Today, as corruption charges progress through the courts, market analysts worldwide are watching closely. The looming question is whether or not the land and water requisitioned to create projects like Allegria will be returned to the government and re-nationalized. Most foreign financial analysts remain certain that this will not happen. According to Dubai analyst Ankur Khetawat, “We don’t think the government will take all the land back. They will prefer to settle because it’s all about money at the end of the day.” 27 The consulting firm Frost & Sullivan, headquartered in California, has predicted that private water companies, which made $1.35 billion in Egypt in 2010, would earn double that figure by 2015; as the firm’s report concluded: “The water scarcity in Egypt is one of the most critical in the region … This has created a lot of opportunities for development.” 28
Meanwhile, the World Bank, along with the International Monetary Fund, has maintained a largely business-as-usual attitude toward the interim government, offering 4.5 billion dollars in loans over two years to aid in “recovery.” According to the World Bank, “About two billion dollars in loans would be linked to progress in government reforms,” including privatization. 29 In response, several dozen civil society groups in Egypt released a statement claiming that “IMF and World Bank policies had helped to facilitate the oppressive regimes in the region,” and demanding instead a “people-led process of development.” 30
The British geographer James Duncan has described the colonial city as “a political tract written in space and carved in stone. The landscape was part of the practice of power.” 31 Today the green and gated suburbs of Cairo have become a political tract for the neoliberalism that undergirds the growing power of a global elite (never mind the corruption involved in their development). They are products of the corporatized and privatized paradigm that has dominated Egypt for many years; there in the desert the market logic is made manifest in extravagant and thirsty communities of air-conditioned villas and velvety lawns — in the promise that money can buy all the water in the world.

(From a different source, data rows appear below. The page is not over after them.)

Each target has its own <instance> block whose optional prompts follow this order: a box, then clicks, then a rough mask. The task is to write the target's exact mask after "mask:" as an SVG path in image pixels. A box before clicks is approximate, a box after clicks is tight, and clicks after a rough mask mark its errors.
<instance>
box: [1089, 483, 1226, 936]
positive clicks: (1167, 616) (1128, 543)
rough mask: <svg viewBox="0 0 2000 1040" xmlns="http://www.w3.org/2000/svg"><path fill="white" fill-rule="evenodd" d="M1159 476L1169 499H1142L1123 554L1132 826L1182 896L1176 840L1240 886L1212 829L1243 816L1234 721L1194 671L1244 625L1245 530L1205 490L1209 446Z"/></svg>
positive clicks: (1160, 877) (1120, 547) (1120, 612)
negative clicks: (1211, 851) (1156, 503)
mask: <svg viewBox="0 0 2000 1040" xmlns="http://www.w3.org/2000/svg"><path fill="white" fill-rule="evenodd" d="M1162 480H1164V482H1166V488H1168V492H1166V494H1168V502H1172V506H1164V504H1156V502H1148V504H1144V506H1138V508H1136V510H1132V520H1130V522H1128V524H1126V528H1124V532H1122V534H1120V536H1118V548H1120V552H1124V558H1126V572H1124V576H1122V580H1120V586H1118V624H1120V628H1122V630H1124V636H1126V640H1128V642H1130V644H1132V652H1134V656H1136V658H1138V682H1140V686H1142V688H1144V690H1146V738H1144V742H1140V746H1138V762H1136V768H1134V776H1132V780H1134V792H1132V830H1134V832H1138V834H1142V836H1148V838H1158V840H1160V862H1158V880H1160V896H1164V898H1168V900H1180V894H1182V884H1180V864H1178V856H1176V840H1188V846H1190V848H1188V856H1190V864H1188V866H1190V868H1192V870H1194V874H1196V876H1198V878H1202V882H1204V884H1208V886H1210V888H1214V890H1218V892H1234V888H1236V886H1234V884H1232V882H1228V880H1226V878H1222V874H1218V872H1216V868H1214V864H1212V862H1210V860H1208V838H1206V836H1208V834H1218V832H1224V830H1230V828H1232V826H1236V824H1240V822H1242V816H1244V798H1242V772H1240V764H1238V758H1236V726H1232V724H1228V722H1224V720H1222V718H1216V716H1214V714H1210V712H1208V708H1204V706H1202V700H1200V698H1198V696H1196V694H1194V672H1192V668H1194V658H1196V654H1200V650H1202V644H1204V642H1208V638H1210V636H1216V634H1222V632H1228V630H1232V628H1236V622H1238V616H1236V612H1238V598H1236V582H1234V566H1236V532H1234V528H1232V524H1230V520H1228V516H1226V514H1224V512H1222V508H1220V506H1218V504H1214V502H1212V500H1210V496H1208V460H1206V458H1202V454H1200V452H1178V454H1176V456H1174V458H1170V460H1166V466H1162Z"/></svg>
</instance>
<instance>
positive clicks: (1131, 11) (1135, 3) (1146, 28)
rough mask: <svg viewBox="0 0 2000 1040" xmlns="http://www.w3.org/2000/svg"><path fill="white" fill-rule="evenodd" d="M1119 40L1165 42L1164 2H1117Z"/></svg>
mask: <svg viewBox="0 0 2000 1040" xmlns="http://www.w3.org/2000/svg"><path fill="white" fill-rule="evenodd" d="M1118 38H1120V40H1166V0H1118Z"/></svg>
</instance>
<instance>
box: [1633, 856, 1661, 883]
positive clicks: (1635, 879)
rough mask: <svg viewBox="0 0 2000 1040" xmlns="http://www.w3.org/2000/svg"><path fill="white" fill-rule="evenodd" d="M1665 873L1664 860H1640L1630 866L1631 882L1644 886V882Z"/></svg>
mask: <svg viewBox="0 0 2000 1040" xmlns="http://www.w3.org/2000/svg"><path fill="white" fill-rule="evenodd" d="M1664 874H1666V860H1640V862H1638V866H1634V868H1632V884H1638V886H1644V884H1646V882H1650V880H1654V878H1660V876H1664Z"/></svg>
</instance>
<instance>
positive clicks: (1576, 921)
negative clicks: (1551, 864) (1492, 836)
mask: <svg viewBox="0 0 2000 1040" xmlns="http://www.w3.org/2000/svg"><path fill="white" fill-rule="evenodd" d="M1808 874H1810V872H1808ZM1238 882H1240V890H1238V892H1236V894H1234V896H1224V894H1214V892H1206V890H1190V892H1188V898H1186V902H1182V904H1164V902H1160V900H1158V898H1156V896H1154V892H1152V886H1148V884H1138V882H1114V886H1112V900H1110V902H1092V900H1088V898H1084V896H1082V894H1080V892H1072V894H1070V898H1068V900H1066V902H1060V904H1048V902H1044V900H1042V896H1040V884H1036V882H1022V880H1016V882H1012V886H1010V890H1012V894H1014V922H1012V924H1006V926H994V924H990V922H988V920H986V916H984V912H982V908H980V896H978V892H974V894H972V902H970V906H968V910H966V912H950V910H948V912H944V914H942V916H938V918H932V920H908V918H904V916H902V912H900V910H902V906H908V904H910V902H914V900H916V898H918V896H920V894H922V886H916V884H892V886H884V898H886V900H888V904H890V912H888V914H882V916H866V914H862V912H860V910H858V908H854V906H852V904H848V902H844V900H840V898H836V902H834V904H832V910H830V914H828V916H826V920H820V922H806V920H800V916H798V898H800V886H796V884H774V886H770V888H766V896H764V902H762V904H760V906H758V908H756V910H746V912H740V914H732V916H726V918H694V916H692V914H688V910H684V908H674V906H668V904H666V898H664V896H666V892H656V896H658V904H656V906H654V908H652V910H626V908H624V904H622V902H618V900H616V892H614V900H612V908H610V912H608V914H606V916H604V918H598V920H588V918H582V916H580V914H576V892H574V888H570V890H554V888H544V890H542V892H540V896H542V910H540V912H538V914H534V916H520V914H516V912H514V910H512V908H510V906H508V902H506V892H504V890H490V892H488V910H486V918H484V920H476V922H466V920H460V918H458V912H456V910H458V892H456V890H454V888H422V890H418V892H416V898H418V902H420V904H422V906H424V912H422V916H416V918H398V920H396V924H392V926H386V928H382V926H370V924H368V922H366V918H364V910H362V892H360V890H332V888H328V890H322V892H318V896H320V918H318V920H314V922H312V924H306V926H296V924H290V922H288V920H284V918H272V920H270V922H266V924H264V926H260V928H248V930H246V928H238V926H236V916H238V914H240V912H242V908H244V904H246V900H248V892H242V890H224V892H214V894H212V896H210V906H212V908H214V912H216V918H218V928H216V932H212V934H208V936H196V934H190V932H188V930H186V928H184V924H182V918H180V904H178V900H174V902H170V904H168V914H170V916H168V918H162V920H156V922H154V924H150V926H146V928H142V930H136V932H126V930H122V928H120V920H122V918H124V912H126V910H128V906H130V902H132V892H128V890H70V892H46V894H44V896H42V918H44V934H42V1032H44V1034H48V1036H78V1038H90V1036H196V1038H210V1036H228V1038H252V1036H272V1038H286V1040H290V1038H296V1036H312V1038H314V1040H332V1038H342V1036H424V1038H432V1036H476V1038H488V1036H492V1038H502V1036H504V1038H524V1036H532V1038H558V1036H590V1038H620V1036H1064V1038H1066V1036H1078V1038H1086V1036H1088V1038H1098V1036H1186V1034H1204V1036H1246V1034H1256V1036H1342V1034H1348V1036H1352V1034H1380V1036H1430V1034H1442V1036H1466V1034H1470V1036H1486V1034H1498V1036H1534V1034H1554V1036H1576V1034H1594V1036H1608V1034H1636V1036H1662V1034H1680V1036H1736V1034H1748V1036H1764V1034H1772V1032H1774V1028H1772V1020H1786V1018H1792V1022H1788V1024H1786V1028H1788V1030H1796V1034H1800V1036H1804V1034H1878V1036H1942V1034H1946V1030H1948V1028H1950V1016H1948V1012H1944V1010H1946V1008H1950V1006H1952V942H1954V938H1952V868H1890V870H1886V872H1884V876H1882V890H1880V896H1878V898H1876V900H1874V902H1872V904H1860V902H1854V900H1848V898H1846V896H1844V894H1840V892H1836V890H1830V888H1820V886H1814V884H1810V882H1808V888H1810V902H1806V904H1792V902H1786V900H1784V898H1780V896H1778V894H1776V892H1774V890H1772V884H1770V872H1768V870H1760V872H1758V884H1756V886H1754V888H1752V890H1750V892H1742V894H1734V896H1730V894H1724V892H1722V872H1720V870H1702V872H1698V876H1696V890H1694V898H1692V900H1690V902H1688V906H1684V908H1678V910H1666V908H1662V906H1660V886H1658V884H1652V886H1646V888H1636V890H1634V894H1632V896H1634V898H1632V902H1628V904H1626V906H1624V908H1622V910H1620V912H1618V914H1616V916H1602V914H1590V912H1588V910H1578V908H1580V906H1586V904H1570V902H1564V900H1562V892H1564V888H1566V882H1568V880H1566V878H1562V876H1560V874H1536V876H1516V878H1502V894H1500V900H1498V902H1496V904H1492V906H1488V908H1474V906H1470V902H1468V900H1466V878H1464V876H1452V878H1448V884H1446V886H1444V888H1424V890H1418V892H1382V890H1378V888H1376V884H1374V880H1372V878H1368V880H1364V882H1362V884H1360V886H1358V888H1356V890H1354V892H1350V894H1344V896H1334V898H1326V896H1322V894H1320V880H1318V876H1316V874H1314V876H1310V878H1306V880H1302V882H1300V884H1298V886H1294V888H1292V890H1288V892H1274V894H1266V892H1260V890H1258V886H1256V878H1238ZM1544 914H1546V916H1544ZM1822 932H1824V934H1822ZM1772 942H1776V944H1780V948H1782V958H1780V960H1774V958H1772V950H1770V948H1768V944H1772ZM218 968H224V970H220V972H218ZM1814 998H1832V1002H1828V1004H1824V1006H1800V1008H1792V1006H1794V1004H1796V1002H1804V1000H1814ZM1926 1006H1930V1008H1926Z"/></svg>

More than a year after the revolution, downtown Cairo’s water is still flowing to the suburbs, and along with it the life of the capital. At the new campus of the American University in Cairo, in the suburb of New Cairo, there are 27 fountains and “water features”; meanwhile, at the old campus in Tahrir Square, the library was recently set on fire, revolutionary graffiti covers the walls, and week-long skirmishes sometimes break out between rioters and police. 32 All the while Allegria’s profits are climbing, seemingly unassailable, after taking a brief dive in response to the fall of the Mubarak government. On the first anniversary of the revolution, Allegria announced: “To commemorate 25th January, we will offer 50% green fees.” That month SODIC signed new real estate development contracts worth $36 million, and share prices doubled within six weeks.